I know I get sucked into taking sides in ideological disputes all the time. My opposition to the bailout is a good example. But there’s a better way.

So what can we do to keep from oppressing the next generation with our own ideological obsessions? Well, if you ever find yourself defending or attacking an idea or plan or program, stop. Attack and defense are for fighting wars. Discovery and explanation are for truth-seekers. Seek truth.

Change

Change. Things are changing. Some of these are unhappy changes, and in many ways the world seems to be falling apart. The whole mood is that we have been much more than we ever will be again.

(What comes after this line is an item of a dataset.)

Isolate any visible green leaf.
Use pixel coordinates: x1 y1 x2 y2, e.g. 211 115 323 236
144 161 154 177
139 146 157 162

The incoming president promises change as well. The change of progress to counteract the change of decay. We expect that he and his administration will change things as diverse as health care and the conduct of war. We expect more people than in two generations to receive employment from government work programs. Many things will change.

But if this is all that happens—acknowledgment and then reluctant acceptance that the world and its things have changed around us—then nothing, really, has changed at all. If we remain the same, then all of the chaos and churn swirling around us will be repeated over and over in an unending cycle. Working to change our world is necessary but not sufficient; if we want that change to last, then we must change as well.

In The Consolation of Philosophy, Boethius opines that those who rely on the caprice of Fortune have no peace. It is only those who allow themselves to learn from Philosophy, or wisdom, who can ride out the storms of life with tranquility. As great and powerful as we think we are as civilizations and nations and individuals, we would be unforgivably arrogant to believe we can really control the world around us. The screams of traders as they watch fortunes in paper vanish in seconds; the troubled faces of presidents, bankers, and bureaucrats using policies to glue pieces of sky back in place before they fall; the dark humor of new graduates facing a hostile job market: are these people really in control? No. Not of things. They—we—influence our environment, but ultimately it is what’s going on inside of our hearts and minds and souls that is ours to order and direct. We should all ponder this as we fall Icarus-like from the heights of our conceit. And, once we land, let us remember it before we try to build any more towers to heaven.

So let the markets fall and the sky with it. And amidst the collapse, may the illusion of control crumble and give way to humility. Let us not love our own prosperity, but instead love our neighbor. And perhaps amidst all of this unwelcome change, as familiar things disappear and old ways are lost, we will find something we’ve long since ceased to know: ourselves.